Önce Julia Child ile klasikleşen kitap Fransız Yemek Pişirme Sanatında Ustalaşmak, ardından iki binli yılların başında Julie/Julia Project adlı bloguyla Julie Powell -ne yazık ki kendisini 26 Ekim'de 49 yaşında kaybettik- Fransız mutfağını evlere dek sokmayı başarmıştı.
Epey zamandır dosyamda, şef Georges Perrier, bilinen adıyla King/Kral Georges ile ilgili izlediğim bir belgeselin notları duruyordu. Georges Perrier 2013 yılında kapanıncaya dek yaklaşık kırk yıl sadece Philadelphia'nın değil, Amerika’nın en iyi Fransız restoranı olarak tanınan Le Bec-Fin’in kurucusuydu. Çılgın, çalışanlara sert, öfkeli bir şef… Le Bec-Fin Tarifleri adını taşıyan bir kitabın da yazarı… Çoğu yemek yazarının bakışıyla ’çok zor, ağır, meşakkatli bir mesleği’ yapıyordu.
Anthony Bourdain ünlü kitabı Mutfak Sırları/Aşçılık Dünyasından Mahrem Maceralar’da bir gününü anlatırken, her sabah altıya beş kala uyandığında havanın karanlık olduğunu belirtir… Ve hemen günün işlerini, yeşillik, sebzeden ete siparişlerini düşünmeye başladığından söz eder...
Peki, ya o sıra 67 yaşında olan Georges Perrier?

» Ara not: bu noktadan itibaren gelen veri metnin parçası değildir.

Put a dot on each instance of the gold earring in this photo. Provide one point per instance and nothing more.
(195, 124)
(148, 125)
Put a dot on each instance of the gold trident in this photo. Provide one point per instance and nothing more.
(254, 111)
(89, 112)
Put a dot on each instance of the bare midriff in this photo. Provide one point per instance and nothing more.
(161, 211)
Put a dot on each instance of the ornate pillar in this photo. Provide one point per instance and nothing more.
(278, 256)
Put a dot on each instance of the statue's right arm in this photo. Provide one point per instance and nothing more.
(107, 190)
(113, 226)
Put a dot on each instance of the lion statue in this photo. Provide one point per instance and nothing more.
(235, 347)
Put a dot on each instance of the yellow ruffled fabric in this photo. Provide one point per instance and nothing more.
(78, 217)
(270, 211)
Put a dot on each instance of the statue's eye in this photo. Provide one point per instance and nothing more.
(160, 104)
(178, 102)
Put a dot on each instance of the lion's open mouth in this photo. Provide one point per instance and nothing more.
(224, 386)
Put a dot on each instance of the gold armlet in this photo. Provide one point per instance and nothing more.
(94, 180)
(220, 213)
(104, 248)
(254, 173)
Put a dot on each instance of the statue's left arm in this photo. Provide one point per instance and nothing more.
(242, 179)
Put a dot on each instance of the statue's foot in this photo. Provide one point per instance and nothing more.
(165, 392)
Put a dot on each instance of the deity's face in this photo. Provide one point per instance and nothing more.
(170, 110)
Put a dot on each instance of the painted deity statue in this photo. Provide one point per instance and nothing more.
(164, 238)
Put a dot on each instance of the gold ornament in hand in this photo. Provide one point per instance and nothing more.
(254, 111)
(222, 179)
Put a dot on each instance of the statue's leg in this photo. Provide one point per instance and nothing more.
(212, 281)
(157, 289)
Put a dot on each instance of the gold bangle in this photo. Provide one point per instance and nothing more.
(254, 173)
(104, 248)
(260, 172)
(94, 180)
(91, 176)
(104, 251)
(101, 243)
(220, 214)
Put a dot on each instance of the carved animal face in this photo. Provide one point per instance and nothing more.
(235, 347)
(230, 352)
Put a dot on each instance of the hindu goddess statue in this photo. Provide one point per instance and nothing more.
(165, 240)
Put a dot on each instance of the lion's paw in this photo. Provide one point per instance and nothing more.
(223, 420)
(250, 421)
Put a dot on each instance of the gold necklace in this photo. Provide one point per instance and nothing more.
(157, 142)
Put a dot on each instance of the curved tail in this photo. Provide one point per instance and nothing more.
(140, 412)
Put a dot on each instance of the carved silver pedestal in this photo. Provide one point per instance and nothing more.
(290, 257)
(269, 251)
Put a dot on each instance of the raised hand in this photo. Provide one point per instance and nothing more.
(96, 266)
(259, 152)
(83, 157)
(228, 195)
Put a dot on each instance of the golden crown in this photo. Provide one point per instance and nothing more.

Her mevsim her sabah saat üç buçukta soğuk ve yağmura aldırmadan elinde büyücek ve hayatının anlamı taşıma arabası kapalı pazar yerindedir. Ona göre normal hayatı olan hiç kimse şef değildir. “Gece saat dörtte işe gidip gündüz birde dönmenin normal bir hayat olduğunu mu sanıyorsunuz? İşin doğası budur. Ama bunu seviyorum.” diyecektir.
Georges Perrier’i yakından tanımamızı sağlayan anısal-fotoğraf vb. gibi görseller bir yana, gazetedeki şu başlık kiminle karşılaşılacağımızı haber verir:
“Yemek değil, senfoni!”
Devamında. “Georges, kırk yıldan daha uzun süreönce ABD’ye gelen Fransız şeflerinöncülerinden biriydi… Ama 20 diyebiliriz. Böylece daha genç görünür.”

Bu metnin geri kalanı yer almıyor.